Plant yield increases with a larger rate of supply of N until some maximum yield is
reached. In general, more yield in response to more N can result from:
(a) a larger crop growth rate over the same total crop duration;
(b) similar average crop growth rate over an extended period of growth; or
(c) from a combination of (a) and (b).
Higher crop growth rate can arise from shorter durations of phases I and III and
longer duration of phase II. In potato, nitrogen has comparatively little effect on
phase I. The duration of phase II and whether or not full soil cover is attained is very
much affected by N supply. Apparently, N affects the rate of senescence only
marginally.

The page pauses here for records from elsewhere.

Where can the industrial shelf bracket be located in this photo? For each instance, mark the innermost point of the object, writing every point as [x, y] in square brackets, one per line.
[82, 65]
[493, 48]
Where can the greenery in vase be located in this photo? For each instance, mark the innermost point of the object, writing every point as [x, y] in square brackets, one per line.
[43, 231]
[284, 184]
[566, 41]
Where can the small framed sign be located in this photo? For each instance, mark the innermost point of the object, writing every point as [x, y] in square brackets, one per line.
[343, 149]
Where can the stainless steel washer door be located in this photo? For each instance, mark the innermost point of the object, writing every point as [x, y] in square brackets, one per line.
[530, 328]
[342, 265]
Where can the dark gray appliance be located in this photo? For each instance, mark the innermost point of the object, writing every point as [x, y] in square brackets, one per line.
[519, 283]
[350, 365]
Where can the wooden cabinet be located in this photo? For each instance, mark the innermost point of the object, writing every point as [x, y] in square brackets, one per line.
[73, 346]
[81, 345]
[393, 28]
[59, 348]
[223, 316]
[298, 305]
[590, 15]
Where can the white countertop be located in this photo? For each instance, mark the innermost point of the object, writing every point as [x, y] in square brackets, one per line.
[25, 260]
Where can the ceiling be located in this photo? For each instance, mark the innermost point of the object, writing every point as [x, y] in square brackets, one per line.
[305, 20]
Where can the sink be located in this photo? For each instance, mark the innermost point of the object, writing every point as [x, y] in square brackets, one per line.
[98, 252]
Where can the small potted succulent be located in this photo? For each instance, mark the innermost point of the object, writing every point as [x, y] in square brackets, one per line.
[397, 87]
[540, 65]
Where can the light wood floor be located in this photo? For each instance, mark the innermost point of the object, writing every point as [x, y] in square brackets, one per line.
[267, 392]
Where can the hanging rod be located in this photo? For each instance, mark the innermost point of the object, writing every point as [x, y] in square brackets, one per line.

The total growth period is prolonged for larger rate of N supply because
phase II extends with better N nutrition.
Such responses to low or high supply of N arise from effects of N on rate and
duration of appearance of leaves and branches on the potato plant and depend on the
active life span of individual leaves. Many processes determining leaf production are
not sensitive to N over a wide span of (suboptimal) N supply. These include the rate
of leaf appearance, the timing of appearance of basal or apical lateral branches and
the duration of leaf expansion. Specific leaf area is not systematically altered by N
over a large range of supply. For spaced plants, the active life span of leaves tends to
be longer at high rates of N supply than at lower rates (Biemond and Vos 1992).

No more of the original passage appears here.